Vermont has the only state-run EB-5 program in the nation and state officials touted the state’s good government reputation as an asset for investors.

The lawsuit says the Vermont Regional Center “billed itself as an attractive option for development and foreign investment because of its superlative ‘oversight powers’ as a state agency and because of overwhelming investor confidence that came from the VRC’s ‘stamp of approval.’”

In promotional materials and in conversations with investors, Bill Stenger, the CEO of Jay Peak, emphasized that the projects were audited by the state. Then-Gov. Peter Shumlin underscored that assertion in an October 2013 video produced for Jay Peak by his former chief of staff, Alex MacLean, who went to work for Stenger in January that year. The video was translated into Chinese, and it was featured in communications with investors through 2014. Jay Peak materials and website pages about the projects bore the state logo, and the faces of state politicians were sometimes included in promotional fliers.

In agreements with Stenger, and his partner, Ariel Quiros, officials signed off on promises to monitor, manage and administer each of the eight projects approved by the regional center.

Investors assumed, based on representations made by state officials, that the projects had been audited, Barr writes.

A dozen investors interviewed by VTDigger have said they would not have invested in Jay Peak without the state of Vermont’s stamp of approval.

Immigrant investors bought into in the Jay Peak projects in good faith, Barr writes, and they made personal sacrifices to do so, liquidating their assets and pulling up stakes in their home countries.

“Many of these immigrant investors came from countries that are mired in corruption,” Barr wrote in the lawsuit. “For these investors, the EB-5 program involved an opportunity to escape that corruption for themselves and their families.”

He writes that the investors were all drawn to Vermont “by the promises of accountability, legitimacy, oversight, and the gold-star standard trumpeted by the VRC Team and its Jay Peak project.” The center promoted its diligent oversight, review and pre-approval of EB-5 projects.

But that oversight never happened, according to the lawsuit. State officials did little more than promote the projects. Required quarterly reports were never filed over the course of a decade, and Jay Peak did not pay administrative fees to the state, Barr alleges.

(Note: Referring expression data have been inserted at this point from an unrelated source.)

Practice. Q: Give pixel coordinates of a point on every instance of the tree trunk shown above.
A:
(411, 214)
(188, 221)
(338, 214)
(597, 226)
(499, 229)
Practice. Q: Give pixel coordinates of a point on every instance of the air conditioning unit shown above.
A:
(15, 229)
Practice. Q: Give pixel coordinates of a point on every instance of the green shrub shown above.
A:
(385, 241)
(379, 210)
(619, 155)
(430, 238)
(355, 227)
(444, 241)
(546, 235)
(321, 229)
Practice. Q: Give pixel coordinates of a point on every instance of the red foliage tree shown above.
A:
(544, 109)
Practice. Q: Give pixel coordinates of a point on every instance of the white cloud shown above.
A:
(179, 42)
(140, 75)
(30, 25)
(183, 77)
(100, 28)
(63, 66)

When Tony Sutton, and other investors in a hotel at Jay Peak, found out in May 2014 that Stenger and Quiros had seized their ownership stakes in the property, they were shocked, and they immediately turned the Vermont EB-5 Regional Center for help. But their complaints fell on deaf ears.

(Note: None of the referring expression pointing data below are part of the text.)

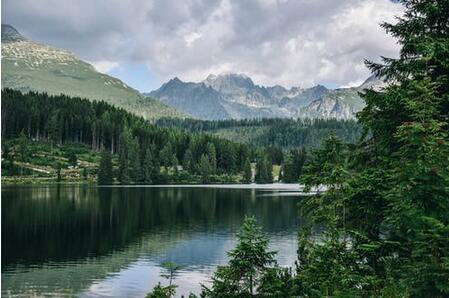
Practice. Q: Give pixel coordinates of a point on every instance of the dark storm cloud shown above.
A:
(301, 42)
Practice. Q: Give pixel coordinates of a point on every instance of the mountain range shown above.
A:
(235, 96)
(28, 65)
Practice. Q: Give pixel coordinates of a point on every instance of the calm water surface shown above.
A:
(110, 242)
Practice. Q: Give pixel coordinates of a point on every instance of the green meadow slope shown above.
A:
(28, 65)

VTDigger reports in 2014 about the developers’ abuse of the Tram Haus investors and revelations that state officials defended Stenger and Quiros’ actions spurred an agreement in which state regulators took over management of the financial review of EB-5 projects in January 2015.

The false promises and “decades long cover-up” of the Jay Peak fraud “have thrown all that they invested and sacrificed into an abyss,” Barr writes. Many of the investors, he writes, may be “forced out of this country to start over in the countries they left behind.”

Ultimately, the investors were defrauded of their investments by the developers under the state’s watch, the lawsuit alleges. The immigration status of more than 400 Jay Peak investors is in limbo because of the fraud, according to the SEC.